Cancer biosensor sketch
Korea Institute of Materials Science

The biggest advantage is the lowered cost of cancer screening. The team says the production cost of each cancer diagnosing strip is just KRW 100, which roughly translates to less than 8 cents per strip. Moreover, the team is also working on tweaking the sensor so that it can identify more types of cancer affecting the intestines and lungs.

The core idea here is that when cancer cells grow, they undergo a different kind of metabolic reprogramming to quench their high demand for energy packets inside the body. That’s because these cells are capable of indefinite cell division cycles for their uncontrolled growth. In doing so, they release metabolites like pyruvates.

What the biosensor does is irradiate the metabolites and enhance their optical signal by over a billion times. “The test device is manufactured in the form of a strip so that cancer can be diagnosed quickly and with high sensitivity in the field,” says the team. For the test, the biosensor only needs about 10 microliters worth of urine sample.

Each cancer-diagnosing strip costs less than a dollar.

When these target metabolites are optically amplified on the sensor surface, they form what scientists call “a coral-shaped plasmonic nanomaterial on porous paper.” This is how cancer diagnosis happens, with some help from artificial intelligence algorithms for analysis purposes.
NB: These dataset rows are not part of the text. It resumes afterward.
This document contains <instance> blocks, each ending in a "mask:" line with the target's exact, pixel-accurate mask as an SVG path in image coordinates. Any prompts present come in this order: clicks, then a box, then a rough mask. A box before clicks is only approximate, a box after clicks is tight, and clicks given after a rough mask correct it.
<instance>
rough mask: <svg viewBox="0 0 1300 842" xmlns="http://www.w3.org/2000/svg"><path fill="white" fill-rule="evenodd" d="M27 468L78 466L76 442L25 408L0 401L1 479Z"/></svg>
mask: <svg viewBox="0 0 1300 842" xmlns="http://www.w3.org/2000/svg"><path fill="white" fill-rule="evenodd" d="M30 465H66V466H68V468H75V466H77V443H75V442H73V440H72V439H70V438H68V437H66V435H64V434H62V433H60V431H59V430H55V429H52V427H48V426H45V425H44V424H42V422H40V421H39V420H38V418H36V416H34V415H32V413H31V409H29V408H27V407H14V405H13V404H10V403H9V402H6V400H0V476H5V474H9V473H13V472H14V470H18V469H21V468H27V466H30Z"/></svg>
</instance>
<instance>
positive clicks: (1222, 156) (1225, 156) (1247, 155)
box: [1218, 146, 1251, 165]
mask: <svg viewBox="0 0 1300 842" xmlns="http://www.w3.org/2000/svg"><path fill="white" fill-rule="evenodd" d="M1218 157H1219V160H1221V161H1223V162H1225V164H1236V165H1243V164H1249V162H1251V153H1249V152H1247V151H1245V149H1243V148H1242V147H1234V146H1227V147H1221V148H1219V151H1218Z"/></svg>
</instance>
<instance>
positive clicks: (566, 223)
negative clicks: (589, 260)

Notably, the sensor had a 99% success rate at differentiating between the urine of a healthy person and folks afflicted with pancreatic and prostate cancer.

There are two key benefits of the sensor breakthrough. First, it can be easily deployed in the field for rapid screening. Second, it will make it a lot less cumbersome, and potentially cheaper, for people to do cancer screening. Many individuals try to track the onset of cancer through annual health checkups, but cancer development is often identified late, enhancing the risk of delayed treatment or death.

How wearables can also help detect cancer

Garmin vivofit fitness band review
Lee Crane/Digital Trends

The field of cancer diagnosis is undergoing a revolution right now, one that makes the diagnosis part a lot more convenient. Stanford experts developed a stretchable device called Flexible Autonomous Sensor measuring Tumors (FAST) a few years ago that can monitor tumor activity and automatically transmits the readings to your smartphone via an app.

In 2021, the folks at the City University of Hong Kong created a tiny wearable device that analyses the stiffness of human tissue to look for signs of tumors and other skin ailments. In January last year, a trial called EMBRaCE (Enhanced Monitoring for Better Recovery and Cancer Experience), which relies on commercially available gadgets like a smart ring and the Withings ScanWatch, began in the U.K. — covering patients of blood, lung, and colorectal cancer.

And in 2019, scientists at the University of Michigan developed a wearable device that could “filter” blood to look for cancer biomarkers. Another team at the Memorial Sloan Kettering Cancer Center created a Fitbit-style wearable that does optical biosensing to look for cancer-related biomarkers in the blood and skin tissue.